“If we say we’re pro-life, then we have to be pro-life from cradle to the tomb and at every step in between. And that means embracing everything that looks odd or unnatural or not neuro-typical. When we do something like this, we are saying that we are pro-life. When we welcome this child or this adult who is broken and wounded, physically or emotionally or neurologically, we’re saying this is still a child of God, made in the image and likeness of God. And I think sometimes we forget that this is part of it, too. They need to feel like they’re not alone. These families need to feel welcome, need to feel part of the community, part of the parish.”
In Chicago, Old St. Patrick's Church holds a monthly Mass for those with special needs from September to May in the school cafeteria. The tables and casual setting work well for those with disabilities, some of whom are coloring on hand outs while having a snack. The ongoing special needs Mass at Holy Name Church in Fort Worth, Texas is held on Saturdays and is followed by a reception in the Family Life Center where families can meet others who live with a person with special needs in a social setting. Holy Trinity Church in Kuliouou, Hawaii holds a monthly special needs Mass followed by a potluck supper.
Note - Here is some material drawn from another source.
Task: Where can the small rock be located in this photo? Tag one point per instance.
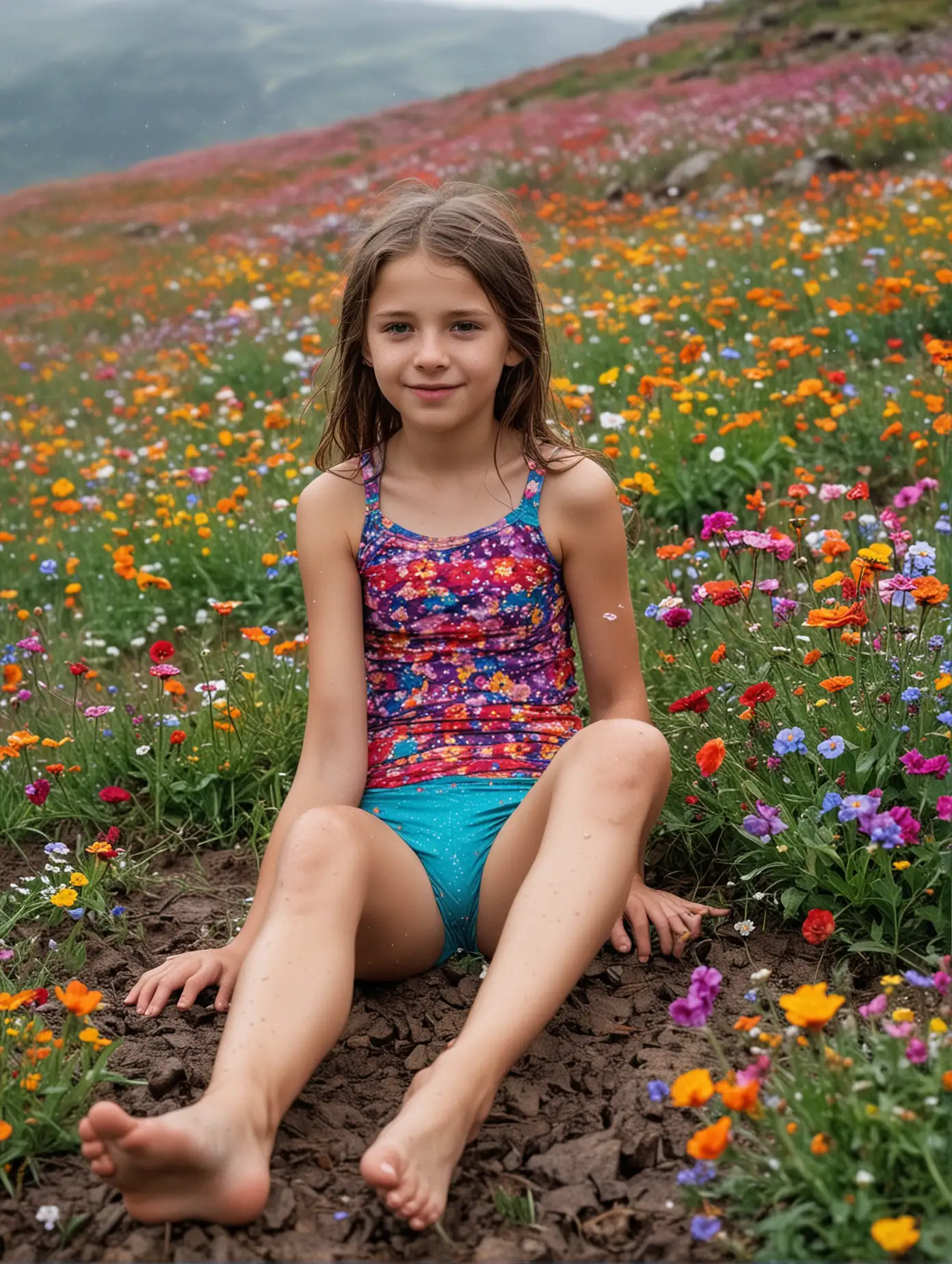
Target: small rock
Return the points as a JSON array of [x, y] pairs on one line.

In many parishes now, including those with disabilities means not just offering the special needs Mass but also religious education classes for those with special needs, including preparation to receive the sacraments. Mary Immaculate parish in Plainfield, Illinois offers not only a special needs Mass and CCD program, but a special needs choir (which joins the typical choir to sing at Mass and various events). Quite a few special needs Masses now have a sign interpreter for the hearing impaired and even a lectionary printed in braille for the blind.
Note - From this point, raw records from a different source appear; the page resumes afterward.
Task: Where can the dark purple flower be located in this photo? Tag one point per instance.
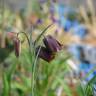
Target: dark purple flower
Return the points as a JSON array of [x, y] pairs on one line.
[[45, 54], [17, 46], [52, 44]]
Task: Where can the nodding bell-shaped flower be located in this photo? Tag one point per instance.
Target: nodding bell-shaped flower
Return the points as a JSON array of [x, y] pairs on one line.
[[17, 46], [52, 44], [44, 53], [51, 47]]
The format of a special needs Mass often means shorter prayers, readings, and sermon, and songs that are easy to sing along to. The inclusive Masses understand and welcome the child having a meltdown or another flapping his hands, someone in a grumpy mood, those who are non-verbal.
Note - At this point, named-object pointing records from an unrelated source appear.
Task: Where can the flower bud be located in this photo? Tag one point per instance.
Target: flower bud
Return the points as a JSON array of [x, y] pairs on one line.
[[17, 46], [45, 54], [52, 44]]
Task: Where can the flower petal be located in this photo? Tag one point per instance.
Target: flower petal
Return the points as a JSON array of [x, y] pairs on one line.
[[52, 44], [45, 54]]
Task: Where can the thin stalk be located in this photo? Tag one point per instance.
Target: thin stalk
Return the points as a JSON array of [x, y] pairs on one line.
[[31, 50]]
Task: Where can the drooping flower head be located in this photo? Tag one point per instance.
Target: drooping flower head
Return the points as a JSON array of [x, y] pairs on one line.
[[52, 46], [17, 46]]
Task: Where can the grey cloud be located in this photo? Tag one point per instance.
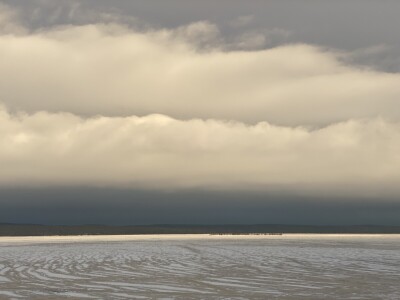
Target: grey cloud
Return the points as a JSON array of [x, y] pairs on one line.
[[158, 152]]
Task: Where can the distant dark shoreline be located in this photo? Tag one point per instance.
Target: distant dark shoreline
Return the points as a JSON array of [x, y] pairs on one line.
[[64, 230]]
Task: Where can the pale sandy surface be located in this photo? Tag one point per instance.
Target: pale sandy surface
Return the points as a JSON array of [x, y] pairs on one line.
[[290, 266]]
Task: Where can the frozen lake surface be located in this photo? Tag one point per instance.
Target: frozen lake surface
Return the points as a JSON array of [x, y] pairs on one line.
[[201, 267]]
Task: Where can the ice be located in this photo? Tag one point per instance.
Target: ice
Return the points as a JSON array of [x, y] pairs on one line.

In my diocese of Rockville Centre, New York, we now have fourteen parishes that hold regular special needs Masses, in some cases even twice a month. Sometimes my son refuses to shake hands with those around us; he usually won't make eye contact. More than once he's started ripping up the bulletin and kicking the kneeler. With unpredictable behavior, I often feel more comfortable at the special needs Mass where the setting is more accommodating. I'm so grateful to have the option of the inclusive Mass.